@xcrap/dom

v0.0.1

Published

16 days ago

DOM parsing and extraction utilities

0High
0Medium
0Low

marcuth

dom parsing extraction web scraping parser browser client-side tampermonkey user-script

🕷️ Xcrap DOM Parser: Parsing HTML using declarative models

Xcrap DOM is a package from the Xcrap framework, designed to handle DOM data extraction (client-side) using declarative models. It is perfect for use in web scraping extensions and TamperMonkey user scripts.

📦 Installation

Installation is very simple; you can use NPM or any other package manager of your choice, such as PNPM, Yarn, etc.

npm i @xcrap/dom

🛠️ How to Use

There are several ways to use this parsing engine, from using pre-made models to expanding it by creating parsers for other file types and maintaining the interlocking of these models.

Providing an HTML string

import { DomParser } from "@xcrap/dom"

const html = "<html><head><title>Page Title</title></head><body></body></html>" // or document.documentElement.outerHTML
const parser = new DomParser(html)

Data extraction without using models

import { DomParser, extract } from "@xcrap/dom"

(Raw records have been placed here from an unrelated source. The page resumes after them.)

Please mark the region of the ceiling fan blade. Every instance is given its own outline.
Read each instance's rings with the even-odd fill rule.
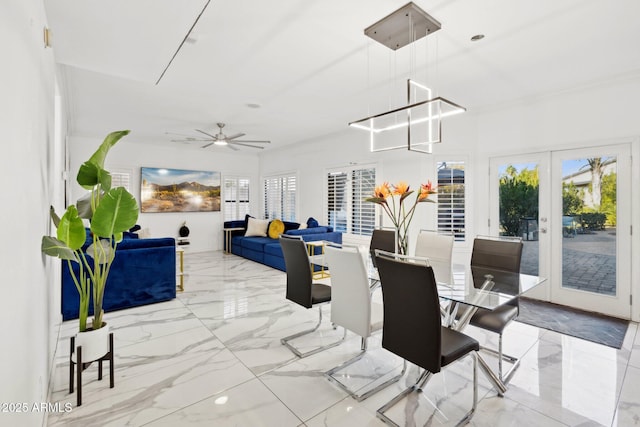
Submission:
[[[226,140],[229,141],[231,139],[240,138],[241,136],[244,136],[244,135],[245,135],[244,133],[237,133],[235,135],[231,135],[231,136],[226,137]]]
[[[185,133],[175,133],[175,132],[165,132],[165,135],[177,135],[177,136],[184,136],[187,138],[193,138],[193,135],[187,135]]]
[[[210,139],[196,139],[196,138],[185,138],[185,139],[172,139],[171,142],[208,142]]]
[[[239,141],[229,141],[228,144],[229,145],[242,145],[243,147],[257,148],[259,150],[263,150],[264,149],[264,147],[260,147],[260,146],[257,146],[257,145],[243,144],[242,142],[239,142]]]
[[[217,137],[216,135],[211,135],[210,133],[207,133],[207,132],[205,132],[205,131],[203,131],[203,130],[196,129],[196,131],[198,131],[198,132],[200,132],[200,133],[204,133],[205,135],[210,136],[210,137],[211,137],[211,138],[213,138],[214,140],[217,140],[217,139],[218,139],[218,137]]]

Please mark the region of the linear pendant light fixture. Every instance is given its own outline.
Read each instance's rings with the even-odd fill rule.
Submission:
[[[408,3],[365,29],[364,33],[397,50],[440,28],[437,20],[414,3]],[[464,107],[445,98],[432,97],[430,88],[409,79],[406,106],[353,121],[349,126],[369,132],[372,152],[406,148],[431,153],[431,145],[441,142],[441,119],[465,111]]]

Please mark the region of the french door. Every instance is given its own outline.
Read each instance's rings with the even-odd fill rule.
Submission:
[[[523,238],[523,273],[547,278],[534,298],[630,318],[628,144],[494,157],[493,235]]]

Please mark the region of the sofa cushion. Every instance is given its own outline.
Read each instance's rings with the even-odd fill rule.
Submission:
[[[244,229],[245,229],[245,230],[246,230],[246,229],[247,229],[247,227],[249,226],[249,218],[253,218],[253,217],[252,217],[251,215],[249,215],[249,214],[246,214],[246,215],[244,216]]]
[[[269,227],[269,220],[249,218],[247,223],[247,231],[245,231],[245,237],[259,236],[266,237],[267,228]]]
[[[284,231],[289,231],[289,230],[297,230],[298,227],[300,227],[300,224],[297,222],[291,222],[291,221],[282,221],[284,223]]]
[[[305,228],[302,230],[289,230],[285,234],[290,236],[305,236],[307,234],[318,234],[318,233],[326,233],[328,232],[327,227],[313,227],[313,228]]]
[[[118,243],[117,251],[127,249],[157,248],[162,246],[175,246],[176,240],[173,237],[160,237],[156,239],[123,239]]]
[[[264,245],[264,253],[269,255],[284,257],[284,255],[282,255],[282,246],[280,246],[280,242],[269,243],[268,245]]]
[[[243,248],[258,252],[264,252],[264,245],[268,245],[269,243],[273,243],[273,239],[269,237],[244,237],[240,241],[240,245]]]
[[[269,223],[269,230],[267,232],[269,237],[277,239],[282,233],[284,233],[284,222],[279,219],[274,219]]]

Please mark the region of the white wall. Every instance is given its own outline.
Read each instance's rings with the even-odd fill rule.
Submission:
[[[640,155],[637,100],[640,98],[640,74],[567,90],[536,99],[505,105],[478,114],[478,146],[476,174],[478,188],[489,188],[489,158],[496,155],[525,154],[587,146],[631,143],[632,226],[640,229]],[[489,219],[488,191],[477,191],[473,200],[473,219],[478,234],[487,230]],[[640,236],[632,236],[631,259],[640,253]],[[640,301],[640,268],[631,265],[632,294]],[[640,320],[640,304],[632,308],[632,319]]]
[[[119,130],[119,129],[113,129]],[[106,136],[106,135],[105,135]],[[84,194],[77,185],[75,177],[80,165],[86,161],[102,143],[102,138],[72,137],[71,141],[71,180],[73,182],[71,201]],[[230,150],[226,150],[230,151]],[[260,185],[258,179],[258,156],[244,151],[242,154],[226,153],[218,150],[193,148],[174,148],[153,145],[136,138],[135,129],[122,138],[109,152],[105,167],[107,170],[125,169],[131,172],[131,193],[140,203],[140,167],[173,168],[221,172],[225,176],[249,177],[251,197],[254,205],[252,212],[259,212]],[[242,218],[238,218],[242,219]],[[178,237],[178,229],[186,221],[189,227],[189,250],[200,252],[221,250],[223,235],[223,213],[185,212],[185,213],[141,213],[138,224],[148,228],[151,237]]]
[[[59,262],[40,252],[51,229],[48,207],[58,206],[61,150],[54,145],[55,68],[43,45],[42,1],[0,6],[0,135],[4,178],[2,222],[2,351],[0,402],[47,401],[60,309]],[[41,425],[45,414],[0,413],[0,424]]]
[[[260,154],[261,178],[283,172],[295,172],[298,177],[298,221],[314,217],[321,224],[328,222],[326,212],[326,173],[330,168],[350,164],[375,165],[376,182],[406,181],[418,189],[421,183],[437,180],[436,162],[440,160],[473,160],[477,125],[473,115],[461,115],[443,121],[443,143],[434,145],[434,154],[427,155],[407,150],[371,153],[368,133],[349,128],[325,138],[294,144],[279,150]],[[473,184],[470,184],[473,186]],[[434,229],[436,210],[433,204],[418,206],[410,227],[415,235],[421,228]],[[385,217],[386,218],[386,217]],[[390,225],[385,221],[383,225]],[[470,234],[472,235],[472,234]],[[409,242],[412,247],[415,243]],[[466,245],[456,251],[465,251]]]

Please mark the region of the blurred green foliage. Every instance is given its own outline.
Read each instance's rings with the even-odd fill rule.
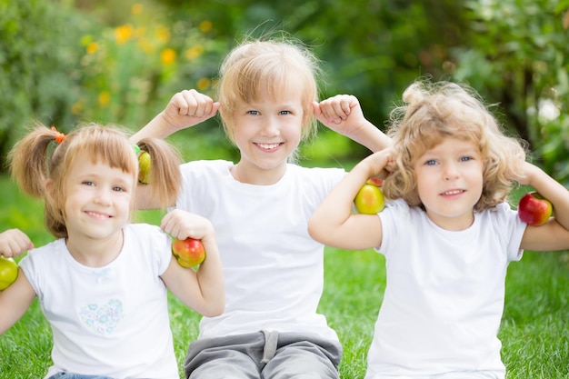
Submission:
[[[414,80],[469,84],[569,183],[568,9],[569,0],[0,0],[0,155],[33,119],[138,129],[175,92],[213,95],[244,36],[284,31],[322,59],[321,97],[355,95],[384,128]],[[217,119],[178,135],[185,159],[236,159]],[[302,155],[335,165],[367,154],[323,128]]]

const html = `<html><head><title>Page Title</title></head><body><a href="https://example.com">Link</a></body></html>`
const parser = new DomParser(html)

// parseFirst() searches for and extracts something from the first element found
// extract(key: string, isAttribute?: boolean) is a generic extraction function; you can use some that are already created and ready for use by importing them from the same location :)
const title = parser.parseFirst({ query: "title", extractor: extract("innerText") })

// parseMany() searches for all elements matching a query (you can limit the number of results) and uses the extractor to get the data
const links = parser.parseMany({ query: "a", extractor: extract("href", true) })

console.log(title) // "Page Title"
console.log(links) // ["https://example.com"]

Data extraction using models

ParsingModels are sufficiently decoupled so that you don't have to rely on Parser instances, but we will use them here nonetheless:

import { DomParser, DomParsingModel, extract } from "@xcrap/dom"

const html = `<html><body><h1>Header</h1><div><p id="id">1</p><p id="name">Name</p><p class="age">23</p></div></body></html>`
const parser = new DomParser(html)

const rootParsingModel = new DomParsingModel({
	heading: {
		query: "h1",
		extractor: extract("innerText")
	},
	id: {
		query: "#id",
		extractor: extract("innerText")
	},
	name: {
		query: "#name",
		extractor: extract("innerText")
	},
	age: {
		query: ".age",
		extractor: extract("innerText")
	}
})

const data = parser.extractFirst({ model: rootParsingModel })

console.log(data) // { heading: "Header", id: "1", name: "Name", age: "23" }

🧠 Create your own Parser: Concepts

What is a Parser?

A Parser for this library is a class that handles a file type in some way, loads that file, and may or may not have methods to easily extract data.

A parser has a default method called parseModel, which is a wrapper that receives a ParsingModel and calls the parse() method, providing the internal source property.

What is a ParsingModel?

A Parsing Model is a class that receives a shape in its constructor and stores it as a property. It must have a method called parse() that receives a source, which is the code/text containing the information to be extracted.

This shape is used to declare how the information will be extracted from the source.

🧪 Testing

Automated tests are located in __tests__. To run them:

npm run test

🤝 Contributing

Want to contribute? Follow these steps:
Fork the repository.
Create a new branch (git checkout -b feature-new).
Commit your changes (git commit -m 'Add new feature').
Push to the branch (git push origin feature-new).
Open a Pull Request.

📝 License

This project is licensed under the MIT License.